Beide Seiten sind herausgefordert
Veröffentlicht am Fr, 08.05.2015
von Hans-Martin Brombach
Pastor / Evang. Method. Kirche, Sonstige Dienste
Irgendwie hat es lange kein Lehrer geschafft, dieses Datum in meinem Kopf auch mit dem für unser Land wichtigen Ereignis zu verbinden: dem Jahrestag der Kapitulation Deutschlands am Ende des Zweiten Weltkrieges. Morgen jährt sich dieser Tag zum 70. Mal.In Gesprächen mit Menschen, die in irgendeiner Form noch den Krieg miterlebt haben, fallen die Reaktionen auf die vielen Gedenkfeiern sehr unterschiedlich aus. Die einen wollen die Erinnerungen möglichst weit wegschieben und nicht viel darüber reden. Bei anderen sprudeln die Erinnerungen förmlich heraus und man hat den Eindruck, sie wollen etwas von dem Erlebten loswerden. Andere reden über ihre Dankbarkeit für den nun schon 70 Jahre währenden Frieden in unserem Land, aber auch über ihre Ängste im Blick auf Krieg, Gewalt und Terror in dieser Welt, die uns die Medien in die Wohnzimmer übertragen, in der Regel aus Ländern, die bei der Betrachtung der Landkarte weit weg von uns sind.

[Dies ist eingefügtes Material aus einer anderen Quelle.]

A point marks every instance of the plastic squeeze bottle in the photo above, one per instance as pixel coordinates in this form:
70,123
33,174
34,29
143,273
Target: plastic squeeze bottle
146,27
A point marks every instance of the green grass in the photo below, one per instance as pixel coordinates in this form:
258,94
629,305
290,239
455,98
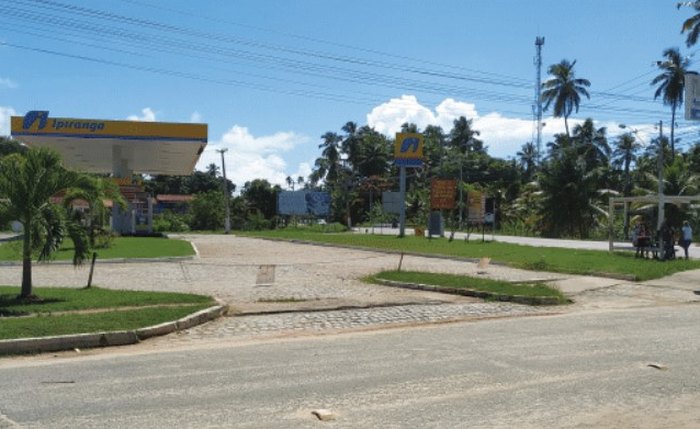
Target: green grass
122,247
66,299
466,282
550,259
72,311
65,324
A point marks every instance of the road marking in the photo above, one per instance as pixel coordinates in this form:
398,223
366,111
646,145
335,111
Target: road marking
6,422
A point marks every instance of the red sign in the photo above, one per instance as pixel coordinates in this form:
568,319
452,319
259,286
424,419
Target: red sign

Sehr nah kommen uns Krieg und Terror und die damit verbundene Not in dieser Welt, wenn in unserer Stadt Flüchtlinge ankommen, Menschen, die in ihrer Heimat keine Lebensperspektiven haben. Menschen, die gezeichnet sind von ihrer Flucht und all dem, was sie an Erfahrungen mit sich tragen. Auf einmal sind sie Teil unseres Gemeinwesens, Nachbarn. Menschen mit aktuellen Kriegserfahrungen in einem Land, in dem seit 70 Jahren die Waffen schweigen. Hier begegnen sie fremden Menschen, die mehrheitlich noch nie Krieg und Verfolgung am eigenen Leib erfahren haben. Eine Herausforderung für beide Seiten. Nicht nur deshalb, weil man verschiedene Sprachen spricht, in einer anderen Kultur beheimatet ist oder einer anderen Religion angehört. Diese Fremdheit zu überwinden ist Friedensarbeit. Die Öffnung für die Erfahrungen anderer mir noch fremder Menschen, ob sie nun Nachbarn oder Flüchtlinge sind, ist Grundlage einer globalen Friedensarbeit. Im Kleinen begonnen, kann sie Kreise ziehen wie der Stein, der ins Wasser fällt. Der 9. Mai ist dafür ein Anstoß als Denk- und Danktag.
Von dem österreichischen Theologen Martin Gutl stammen folgende Zeilen - als Denkanstoß:
Die Anderen
Sie essen neben uns,
sie reden neben uns,
sie schweigen neben uns,
sie feiern neben uns,
sie trauern neben uns,
sie verbittern neben uns,
sie verzweifeln neben uns,
Wie anders sind sie wirklich?
Sie haben andere Ansichten über Politik und Religion,
über Fußball und Musik.
Sie machen andere Witze, sie tragen andere Kleider,
sie richten ihre Häuser anders ein.
Weil sie äußerlich anders sind, sind sie uns fremd.
Im Grunde sind sie uns ähnlich.
Alle haben Sehnsucht nach Liebe.
Doch so gründlich denkt man nicht.
Noch immer quält uns das ererbte Vorurteil wie eine Erbschuld.